In New Zealand we have an election at the end of November.   The parties are putting up policies and presenting their manifestos.  They are a pick and mix of ideas, most designed to collect enough votes to win the treasury benches.  None of the parties are looking at cultural well-being and none are showing a concern for our New Zealand identity and our place in the world.

Like most countries in the world economic well-being is the main discussion point.  How do we balance the books and at the same time build infrastructure and provide social, environmental and cultural well-being?  
Do we sell the family silver and pay off the mortgage or do we keep the silver and borrow more, or design new tax systems, or do we create jobs, become greener?  Or do we try to hold the balance of power by influencing whichever party gets the majority of the votes?

There is also an interesting different development this year.   One party is determined to have an election that is based on a President – one leader - and leaves us to forget the others in the team who may or may not be popular.  The other party is ignoring this philosophy and placing a range of people in the team in front of the electorate.   The media loves the President – he smiles and sets up photo opportunity after photo opportunity and this sells - well (they think) the newspapers.   

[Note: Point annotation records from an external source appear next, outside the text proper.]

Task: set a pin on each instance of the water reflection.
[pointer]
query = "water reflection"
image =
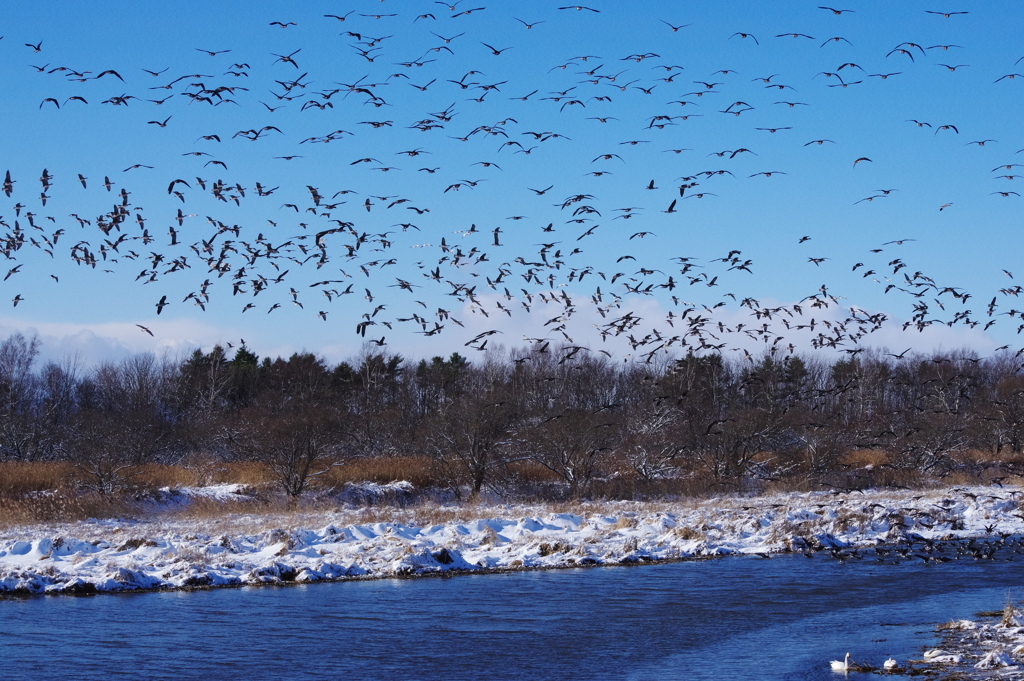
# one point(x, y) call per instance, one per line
point(734, 619)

The challenge for all political parties, in New Zealand and internationally, is that the landscape is just so different, and the culture has changed. 
Media communication is dispersed. Internet and SKY makes it so easy to turn off the TV.   One Friday night we had the opening TV presentations.   The first was National and John Key talked and talked and staged a few questions.  Labour followed and we had the history of the Labour Party and the key policies.  Then Green profiled their policies and wandered around the country showing us that the rivers are dirty and the children are hungry.  The next day I conducted an informal poll.   What did you think of the opening presentations for the election?  Everyone I talked to had switched on the TV to listen to the presentations.  BUT everyone I talk to had listened to the first few minutes of John Key’s talk fest and switched to another channel. Several joked about John Key’s clothing, but no-one waited to hear the other presentations.  That was sad because the Labour and Green presentations were not only interesting, but beautifully presented.

These three presentations showed a significant contract in all the things that make our culture here in New Zealand.   The past represented by the National Party talk fest, Labour Party history selected history as interesting and showed the values we have now and would appeal to the middle group of voters. Green was about the future. 

How these presentations will fit with the wider political presentation will be shown in the voting at the end of November.